A train runs on the China-Lao Railway. Photo provided to Jiemian News by China Railway

The time for the whole 1,035 km journey from Kunming to Vientiane will take less than 10 hours, including clearance at customs if pandemic conditions ever allow.

According to World Bank in 2020, the railway has cost US$5.9 billion (40 billion yuan). China came up with 70 percent and the rest came from Laos. Maintenance of the Lao section will be carried out by the China Railway Kunming Group, which has sent 500 staff to Laos to train and work with 600 Lao colleagues.

Laos is the only landlocked nation in Southeast Asia, surrounded by China, Vietnam, Thailand, Cambodia, and Myanmar. The China-Lao Railway will be Laos’ principal link to the outside world.

The overwhelming majority of the trade between China and ASEAN countries goes by sea. When work began on the railway, a mere 1.6 percent of the trades between China and Laos, Thailand, Malaysia, and Singapore, went by land.

Exports from China to Laos are mainly fertilizers, steel, daily groceries, and consumer goods, while agricultural products and industrial raw materials such as rubber and iron ore go the other way. The railway has the potential to cut logistics costs by up to 50 percent between Kunming and Vientiane.
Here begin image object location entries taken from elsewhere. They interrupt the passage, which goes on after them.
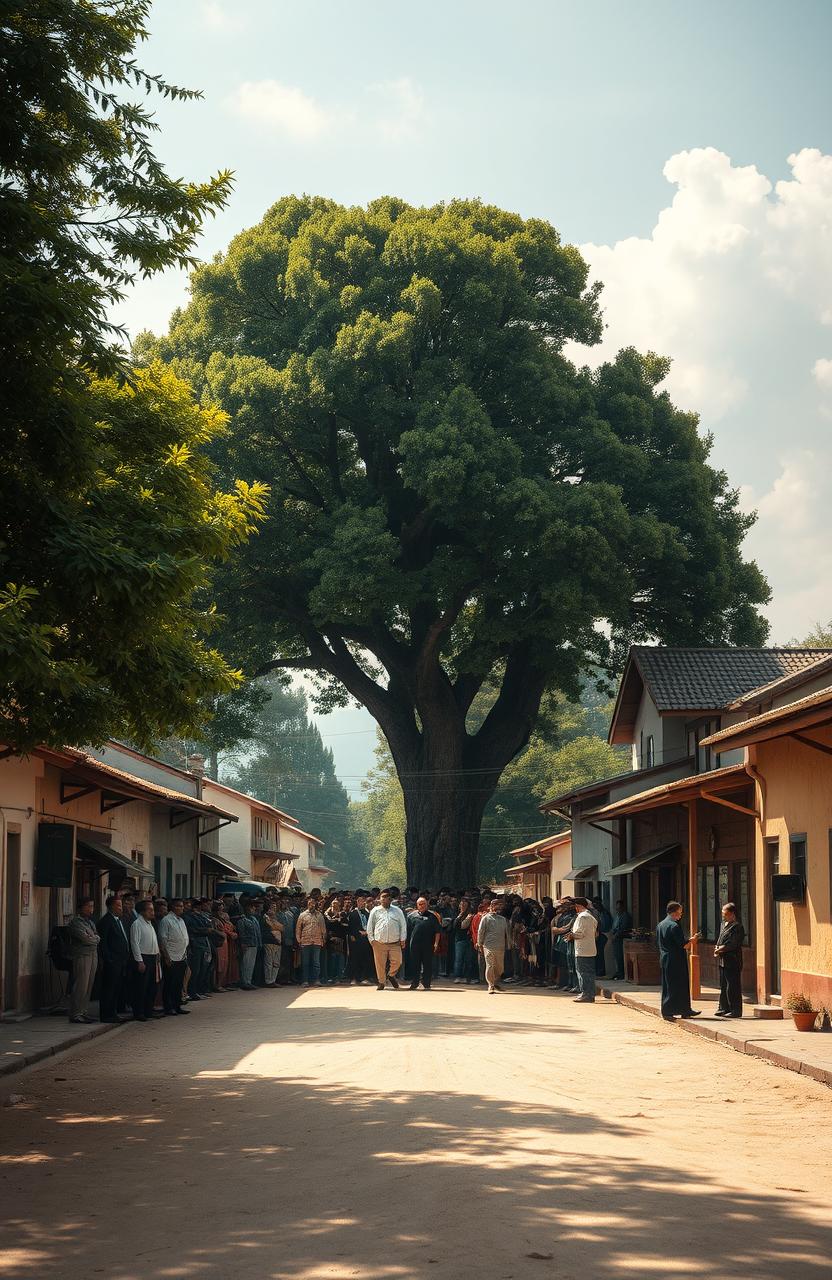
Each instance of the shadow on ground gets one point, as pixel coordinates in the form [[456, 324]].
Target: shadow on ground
[[187, 1176]]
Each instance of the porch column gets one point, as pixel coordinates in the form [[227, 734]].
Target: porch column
[[693, 904]]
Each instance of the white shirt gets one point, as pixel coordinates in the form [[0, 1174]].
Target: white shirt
[[144, 941], [584, 929], [173, 936], [387, 924]]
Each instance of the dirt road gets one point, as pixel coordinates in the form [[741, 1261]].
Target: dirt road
[[300, 1136]]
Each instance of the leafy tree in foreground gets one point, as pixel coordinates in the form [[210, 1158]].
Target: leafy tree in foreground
[[455, 504], [106, 513]]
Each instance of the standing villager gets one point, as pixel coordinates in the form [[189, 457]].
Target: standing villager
[[248, 935], [114, 955], [387, 931], [83, 950], [584, 937], [492, 940], [424, 929], [145, 952], [673, 960], [728, 952], [200, 928], [621, 929], [272, 940], [173, 946], [310, 933], [360, 950]]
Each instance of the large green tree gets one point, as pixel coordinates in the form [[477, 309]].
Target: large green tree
[[453, 501], [109, 512]]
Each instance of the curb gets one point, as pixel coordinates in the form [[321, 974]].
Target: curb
[[37, 1055], [750, 1047]]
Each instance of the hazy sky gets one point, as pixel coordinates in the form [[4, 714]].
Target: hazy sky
[[686, 147]]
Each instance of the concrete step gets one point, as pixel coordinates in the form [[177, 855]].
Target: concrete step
[[768, 1013]]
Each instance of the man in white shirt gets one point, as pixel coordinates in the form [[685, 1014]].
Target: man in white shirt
[[145, 952], [173, 944], [584, 929], [387, 933]]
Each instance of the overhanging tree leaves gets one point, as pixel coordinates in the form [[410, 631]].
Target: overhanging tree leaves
[[106, 512], [455, 503]]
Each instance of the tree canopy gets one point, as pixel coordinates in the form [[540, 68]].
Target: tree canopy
[[109, 510], [455, 504]]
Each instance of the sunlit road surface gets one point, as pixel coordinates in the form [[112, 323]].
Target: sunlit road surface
[[298, 1136]]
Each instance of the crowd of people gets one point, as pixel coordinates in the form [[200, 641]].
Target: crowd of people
[[150, 956]]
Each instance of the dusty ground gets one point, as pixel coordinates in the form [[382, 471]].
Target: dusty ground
[[448, 1134]]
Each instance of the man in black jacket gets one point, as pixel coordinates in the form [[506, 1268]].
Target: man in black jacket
[[728, 952], [423, 929], [113, 959], [361, 967]]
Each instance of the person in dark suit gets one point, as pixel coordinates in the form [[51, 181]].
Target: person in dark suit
[[113, 958], [423, 931], [728, 952], [673, 960], [360, 952]]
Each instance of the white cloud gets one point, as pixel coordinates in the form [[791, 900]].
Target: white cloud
[[283, 109], [822, 371], [218, 17], [401, 108], [734, 283]]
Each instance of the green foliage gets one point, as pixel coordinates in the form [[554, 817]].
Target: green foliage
[[108, 510], [455, 506]]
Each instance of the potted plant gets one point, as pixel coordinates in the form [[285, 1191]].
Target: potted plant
[[803, 1014]]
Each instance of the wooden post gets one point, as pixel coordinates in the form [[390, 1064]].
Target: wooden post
[[693, 903]]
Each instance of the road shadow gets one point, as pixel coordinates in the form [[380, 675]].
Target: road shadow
[[264, 1179]]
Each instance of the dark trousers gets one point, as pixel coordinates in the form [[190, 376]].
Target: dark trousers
[[113, 977], [172, 979], [145, 984], [361, 965], [201, 958], [421, 965], [731, 991]]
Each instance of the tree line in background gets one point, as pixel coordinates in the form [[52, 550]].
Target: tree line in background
[[360, 452]]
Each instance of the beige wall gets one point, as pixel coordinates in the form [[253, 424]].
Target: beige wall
[[798, 800]]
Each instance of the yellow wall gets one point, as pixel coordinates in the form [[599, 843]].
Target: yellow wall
[[798, 800]]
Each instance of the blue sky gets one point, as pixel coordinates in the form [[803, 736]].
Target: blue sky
[[685, 146]]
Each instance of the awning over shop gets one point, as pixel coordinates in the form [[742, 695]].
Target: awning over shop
[[110, 860], [538, 864], [632, 864], [223, 865], [699, 786], [282, 873]]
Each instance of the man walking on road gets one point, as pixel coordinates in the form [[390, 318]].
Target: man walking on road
[[113, 955], [728, 952], [173, 944], [424, 929], [673, 960], [584, 932], [387, 932], [492, 940], [145, 951], [83, 949]]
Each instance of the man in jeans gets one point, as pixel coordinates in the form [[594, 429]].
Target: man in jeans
[[83, 945], [492, 940], [250, 942], [584, 929]]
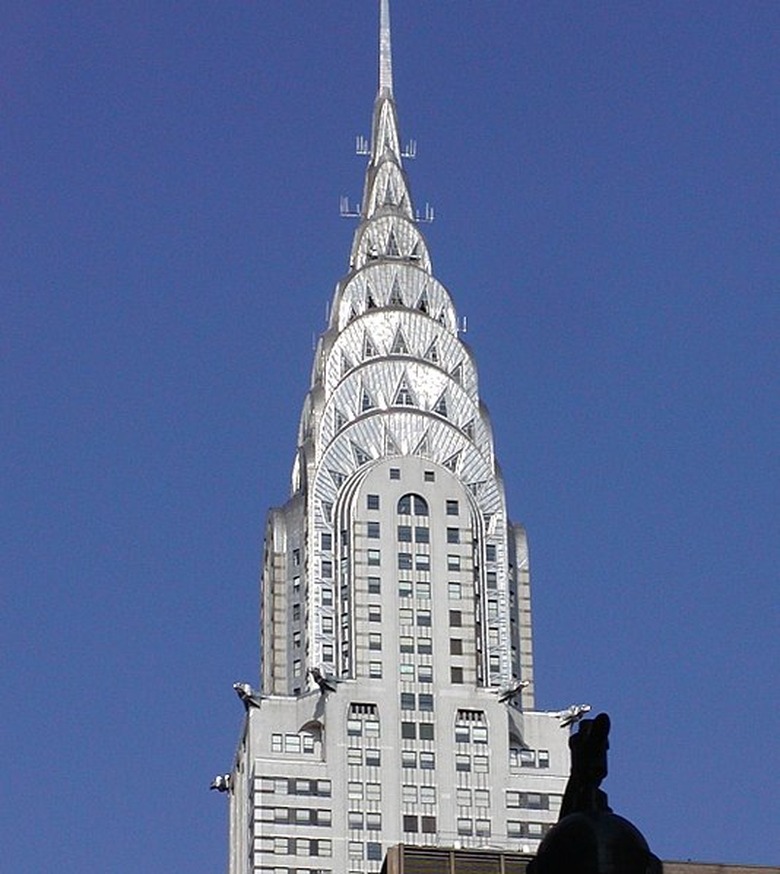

The railway corridor will compete directly with maritime routes. When Lao PDR improves its infrastructure up to 200 million tons of cargo may shift from sea to rail. Trade between China and South East Asia, in general, is on the rise. The World Bank forecasts that the trade across Laos’ borders will jump to 340 million tons by 2030 from 200 million tons in 2016, while the China-Laos bilateral trade will increase from 100 million tons to 170 million tons.

The Vientiane train station. Photo provided to Jiemian News by Yang Yongquan

The railway is set to fundamentally transform Laos’ regional economic landscape and logistics environment. The World Bank does stress the dependence on efficient logistics to attract sufficient cargo to succeed. The railway cannot reach its full potential without supporting infrastructure and policy. Economic zones and parks around rail stations in Laos are being planned. Targeted investments in agriculture and tourism could result in new export opportunities with 10 million extra visitors from neighboring countries expected annually.

Even during the construction 110 thousand jobs were created and well over 5 billion yuan’s worth of materials procured from local suppliers. Laos’ aggregate income could be up by as much as 21 percent in the long term, estimated the World Bank.